Home again.. and in culture shock. Why is the sky not lapis lazuli? why is it heavy and grey and wet, why am I damp when I'm not swimming? Why are there more cars than goats, where have all the asphidels gone? Just to remind myself it was all real, I'm posting a picture of me at Phoenix Bay 3 days ago... yes, this really was October.
This is Crete, on the south west coast, inaccessible and fiercely beautiful landscape, where Peter and I spent last week. Inaccessible that is except by boat and to the intrepid walker - we walked. Down the Samaria Gorge, longest in Europe, and all along from Agia Roumeli to Sfakia, with stopovers to swim, eat, drink, sleep, and generally enjoy. It was exhilerating, challenging, and generally mindblowing.

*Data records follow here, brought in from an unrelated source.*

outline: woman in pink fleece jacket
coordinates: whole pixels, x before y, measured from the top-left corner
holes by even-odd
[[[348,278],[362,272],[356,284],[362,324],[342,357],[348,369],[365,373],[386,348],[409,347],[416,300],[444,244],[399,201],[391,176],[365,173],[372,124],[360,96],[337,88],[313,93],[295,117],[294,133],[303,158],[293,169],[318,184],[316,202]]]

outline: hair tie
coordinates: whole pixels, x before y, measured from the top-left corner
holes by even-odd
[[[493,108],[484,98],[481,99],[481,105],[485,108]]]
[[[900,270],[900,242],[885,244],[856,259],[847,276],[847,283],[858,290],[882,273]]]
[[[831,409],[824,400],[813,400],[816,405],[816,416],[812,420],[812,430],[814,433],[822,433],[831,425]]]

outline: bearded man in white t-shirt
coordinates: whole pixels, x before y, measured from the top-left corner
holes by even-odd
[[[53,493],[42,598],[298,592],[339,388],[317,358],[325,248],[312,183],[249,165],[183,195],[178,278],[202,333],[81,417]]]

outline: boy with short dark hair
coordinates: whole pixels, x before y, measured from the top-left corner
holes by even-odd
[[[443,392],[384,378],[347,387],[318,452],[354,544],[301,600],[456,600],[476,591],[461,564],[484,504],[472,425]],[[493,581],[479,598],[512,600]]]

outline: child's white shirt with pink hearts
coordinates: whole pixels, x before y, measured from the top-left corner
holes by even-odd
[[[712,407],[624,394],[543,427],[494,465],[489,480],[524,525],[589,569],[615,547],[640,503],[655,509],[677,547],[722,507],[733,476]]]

One of our stop-over villages was Loutro, where I've been twice to lead a creative writing course for World Spirit, and had longed to explore further along the remote cliff paths. My chance came with a writing commission - to walk 'Undiscovered Crete' and write up my diary for Greece magazine. I know... I KNOW! That is absolutely the best project a greekophile walking-fanatic writer could be offered.
So no problems with enthusing, eulogising, and generally waxing mega-lyrical about the holiday, the places, the food, the weather, the everything. Headwater, who organised the trip, extole the isolation -" tracks used only by shepherds, every visitor still a novelty"- but that's a tad over-romantic. Tourism is discreetly marketed in this corner of the island, angled to appeal to upmarket adventurous rather than the backpacker, but it's clearly the primary industry. Our hosts at the hotels in each tiny village were charming, but watching them sit with their mobiles and sleep-walking eyes, it's hard not to see the soul of a tough Cretan farmer somehow trapped in the pragmatism of modernday Cretan economy. I love the blue-and-white painted buildings and exotic blossoms, but there's a sense that some consciousness of Greece is being assiduously cultivated here for our benefit, as in a theme park. In Chania too, the elegant Venetian harbour becomes at night a consumerist theatre, almost a film set, vibrating to the strains of bazooka and the pleas of the restaurant touts. "Greek tourism is run with goat-herd mentality" Peter commented,"They get them all into one area and then they fleece them."
Not that any of these reflections could cloud our enjoyment of the week or appreciation of our generous hosts. It was blissful, whether clambering rocky paths for up to seven hours at a time, or chilling out with a Mythos trying to decide the right name for the colour of the jewel blue sea... I'll have to stop, I'm salivating with all the memories.
ps helpful friend has just emailed to point out we were probably charmed by a bouzouki rather than a bazooka in the Chania restaurant. She is right, and I bet Stratos wishes he'd stuck to stringed instruments rather than guns on his birthday night - he was bemoaning the pellet holes in his awning when we left.